Il castello di Venere a Erice

La storia del Castello di Venere a Erice è legata al culto della dea sin da tempi antichissimi, addirittura risalenti a epoche antecedenti all’arrivo dei Greci sull’isola.

Intorno al XII secolo a.C. sulla vetta del monte Erice giunsero i Sicani, un popolo indigeno della Sicilia, e lì elevarono una piccola ara all'aperto, dedicata ad una divinità femminile, considerata dea dell'amore, della fecondità e protettrice dei naviganti. Il culto della dea aveva una natura per molti versi oscura che comprendeva l’allevamento delle colombe e la prostituzione sacra, all’interno del tempio.

Successivamente anche altri popoli conquistatori della Sicilia mantennero il culto della dea (i Fenici con il culto della dea Astarte, e i greci con Venere successivamente), così pellegrini da ogni parte giungevano per renderle omaggio.

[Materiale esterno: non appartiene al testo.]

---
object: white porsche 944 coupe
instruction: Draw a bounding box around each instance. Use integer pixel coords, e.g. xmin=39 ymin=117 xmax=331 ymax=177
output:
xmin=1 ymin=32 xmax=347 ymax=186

Erice subì diverse dominazioni, e con la caduta dell'impero romano il santuario fu abbandonato e con lui tutto il centro abitato della Vetta di Erice. Secoli dopo, con l’arrivo degli Altavilla che conquistarono la cittadina, Erice rinacque e fu portata al suo antico splendore.

Nella loro opera di ricostruzione e rinascita, i normanni fecero di tutto per cancellare ogni traccia dei riti pagani di quel santuario posto sull’estremità ad est del monte, al punto da distruggerlo e ricostruire sopra di esso una fortezza che dall’alto domina tutto il panorama dell’agro-ericino. Fu così che nacque il Castello di Venere.

Fino al XVI secolo la struttura fu presidio militare spagnolo. Il passaggio nelle mani del Comune avvenne con la riforma borbonica (1818-1819) che lo trasformò in carcere, ma alla fine del secolo, il conte Agostino Pepoli, nobile mecenate della zona, siglò con l'amministrazione della città un accordo: in cambio della concessione del castello avrebbe rimesso in sesto tutta l’area riqualificandola e trasformandola in un meraviglioso salotto all’aperto.

Il Conte effettuò una bonifica dell’area, creò un giardino (i cosiddetti Giardini del Balio, meravigliosa area verde del borgo), restaurò due delle tre torri (denominate Torri Pepoli da qual momento) ormai diroccate, e ricostruì la torre pentagonale andata distrutta nel XV secolo.